Firenze non dimentica: nonostante l’impossibilità di ritrovarsi tutti insieme per strada e in piazza o in una sala conferenze, nonostante l’emergenza sanitaria che costringe le persone a stare ancora distanti. Non dimentica la Regione e tutta la Toscana, che martedì 26 maggio, assieme all’Associazione ‘Tra i familiari delle vittime della strage dei Georgofili’, con la collaborazione dei Comuni di Firenze e San Casciano in Val di Pesa, ricorderanno quel boato che ventisette anni fa, nel 1993, sconquassò la città in una tranquilla notte di maggio ed uccise cinque persone ferendone 41 e devastando un angolo del centro storico: via dei Georgofili e la Torre de’ Pulci.
Il programma Dalle 9 della mattina del 26 una serie di video con interventi istituzionali e dei rappresentanti delle associazioni di vittime di terrorismo e di mafia si susseguiranno uno dietro l’altro. Le testimonianze sono state raccolte dalla Regione Toscana e i video saranno pubblicati, oltre che sul nuovo sito e sui social dell’associazione dei familiari, anche sul sito di Toscana Notizie, l’agenzia di informazione della giunta regionale. Poi, nella notte tra martedì e mercoledì, a mezzanotte e mezzo, la commemorazione proseguirà con la diretta facebook da via dei Georgofili e la deposizione, alle una e quattro minuti, l’ora esatta in cui la bomba scoppiò, di una corona di fiori.
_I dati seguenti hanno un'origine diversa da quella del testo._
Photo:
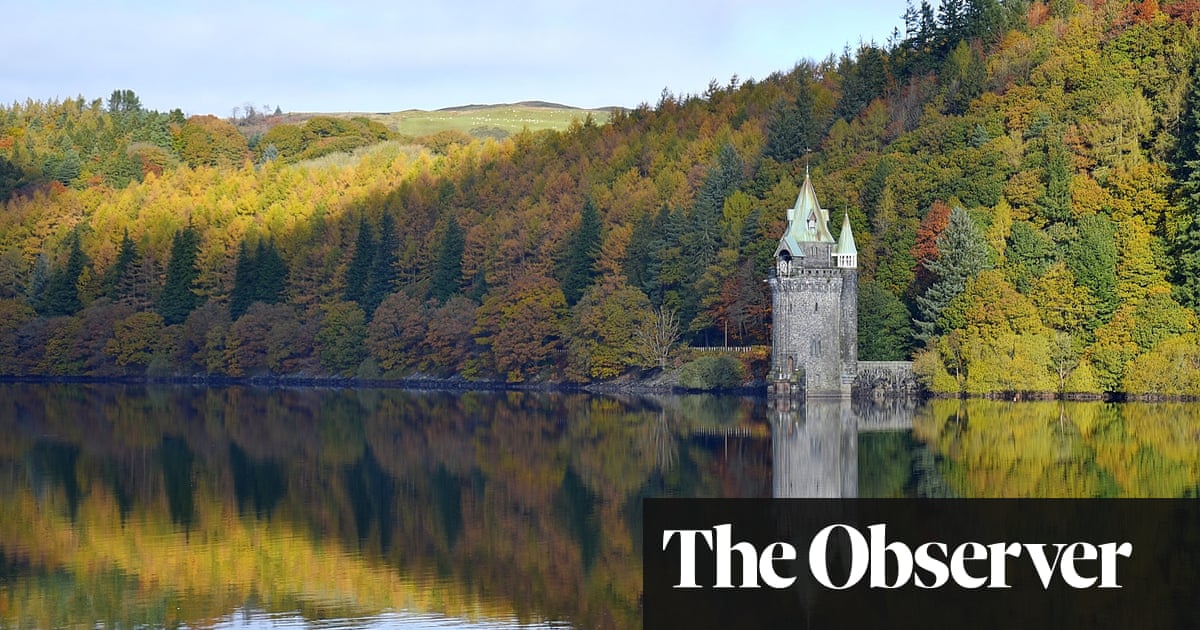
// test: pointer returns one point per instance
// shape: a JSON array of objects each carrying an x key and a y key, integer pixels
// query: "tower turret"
[{"x": 814, "y": 293}]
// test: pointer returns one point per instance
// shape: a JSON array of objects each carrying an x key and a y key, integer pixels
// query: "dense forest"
[{"x": 1023, "y": 180}]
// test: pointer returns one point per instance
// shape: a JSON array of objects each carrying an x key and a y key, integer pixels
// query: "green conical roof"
[
  {"x": 846, "y": 239},
  {"x": 807, "y": 222}
]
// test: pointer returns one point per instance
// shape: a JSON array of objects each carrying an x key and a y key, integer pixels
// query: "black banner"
[{"x": 899, "y": 563}]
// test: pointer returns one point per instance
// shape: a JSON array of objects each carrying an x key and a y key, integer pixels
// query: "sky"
[{"x": 351, "y": 55}]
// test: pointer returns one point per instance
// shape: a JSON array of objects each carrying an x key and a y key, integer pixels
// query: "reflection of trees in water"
[
  {"x": 663, "y": 443},
  {"x": 517, "y": 497},
  {"x": 1063, "y": 449}
]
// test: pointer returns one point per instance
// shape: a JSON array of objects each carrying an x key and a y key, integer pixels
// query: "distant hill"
[{"x": 477, "y": 120}]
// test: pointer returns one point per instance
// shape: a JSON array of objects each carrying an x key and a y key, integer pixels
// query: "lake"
[{"x": 305, "y": 508}]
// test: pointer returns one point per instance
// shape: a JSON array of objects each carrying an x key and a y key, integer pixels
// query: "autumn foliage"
[{"x": 1067, "y": 132}]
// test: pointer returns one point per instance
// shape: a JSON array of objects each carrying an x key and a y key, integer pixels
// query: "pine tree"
[
  {"x": 961, "y": 253},
  {"x": 61, "y": 295},
  {"x": 1186, "y": 249},
  {"x": 360, "y": 264},
  {"x": 273, "y": 274},
  {"x": 117, "y": 275},
  {"x": 581, "y": 252},
  {"x": 245, "y": 273},
  {"x": 179, "y": 297},
  {"x": 448, "y": 268},
  {"x": 259, "y": 276},
  {"x": 382, "y": 277}
]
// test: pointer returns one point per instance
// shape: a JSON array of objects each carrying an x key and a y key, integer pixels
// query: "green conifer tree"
[
  {"x": 61, "y": 294},
  {"x": 581, "y": 252},
  {"x": 961, "y": 253},
  {"x": 1186, "y": 247},
  {"x": 245, "y": 273},
  {"x": 270, "y": 282},
  {"x": 382, "y": 277},
  {"x": 360, "y": 264},
  {"x": 118, "y": 274},
  {"x": 448, "y": 269},
  {"x": 179, "y": 297}
]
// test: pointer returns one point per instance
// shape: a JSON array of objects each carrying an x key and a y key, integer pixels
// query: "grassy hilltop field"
[
  {"x": 1023, "y": 180},
  {"x": 475, "y": 120}
]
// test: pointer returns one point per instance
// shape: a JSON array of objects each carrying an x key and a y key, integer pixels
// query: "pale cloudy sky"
[{"x": 352, "y": 55}]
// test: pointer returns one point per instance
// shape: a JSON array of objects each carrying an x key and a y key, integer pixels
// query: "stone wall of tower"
[
  {"x": 807, "y": 324},
  {"x": 849, "y": 328}
]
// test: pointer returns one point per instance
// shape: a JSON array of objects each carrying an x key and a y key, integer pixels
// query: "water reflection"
[
  {"x": 167, "y": 507},
  {"x": 174, "y": 507},
  {"x": 816, "y": 445}
]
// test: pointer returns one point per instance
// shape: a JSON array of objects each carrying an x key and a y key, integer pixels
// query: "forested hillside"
[{"x": 1023, "y": 180}]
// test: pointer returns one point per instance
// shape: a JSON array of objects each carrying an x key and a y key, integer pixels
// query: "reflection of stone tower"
[
  {"x": 814, "y": 450},
  {"x": 814, "y": 289}
]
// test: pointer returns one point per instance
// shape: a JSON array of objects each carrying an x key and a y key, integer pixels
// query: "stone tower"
[{"x": 814, "y": 294}]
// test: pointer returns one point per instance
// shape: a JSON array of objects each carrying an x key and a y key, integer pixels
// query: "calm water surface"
[{"x": 235, "y": 508}]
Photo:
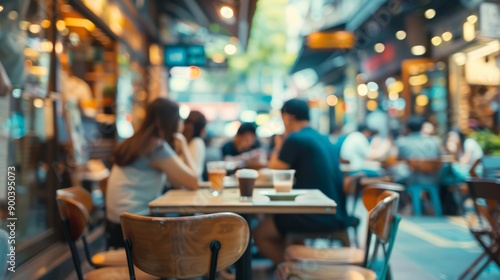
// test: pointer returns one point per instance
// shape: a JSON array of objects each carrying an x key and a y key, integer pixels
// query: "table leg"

La mattina dopo l’appuntamento, come al solito, si sposterà al cimitero della Romola, frazione del Comune di San Casciano in Val di Pesa, sulla tomba della famiglia Nencioni: anche in questo caso una cerimonia con poche persone, diretta facebook e videomessaggi.
L’assessore Bugli: «Per combattere le mafie servono sensibilità e conoscenza diffusa» «La strage dei Georgofili ha fatto da spartiacque nella vita di Firenze e anche in quella del nostro Paese – ricorda l’assessore alla Legalità della Toscana Vittorio Bugli-. Allora si aprì una ferita che forse non si richiuderà mai ma che, almeno in Toscana, ci ha insegnato nuovi modi per combattere il terrorismo e la criminalità organizzata. Accanto all’azione della magistratura e delle forze dell’ordine abbiamo infatti creduto ed imparato che fosse necessario agire sulla diffusione della cultura democratica e sulla conoscenza dei fenomeni mafiosi, per essere in grado di riconoscerli alle prime avvisaglie e combatterli nel modo più efficace possibile. Per combattere la criminalità organizzata – conclude Bugli – servono bravi magistrati, intelligenti e decisi ad andare fino in fondo: come Giovanni Chelazzi, che quest’anno, il 17 aprile, non abbiamo potuto ricordare come al solito presso il tribunale di Firenze. Come anche, per rimanere in Toscana, Vigna, Nicolosi, Crini e Caponnetto. Per combattere le mafie servono però anche sensibilità e conoscenza diffusa».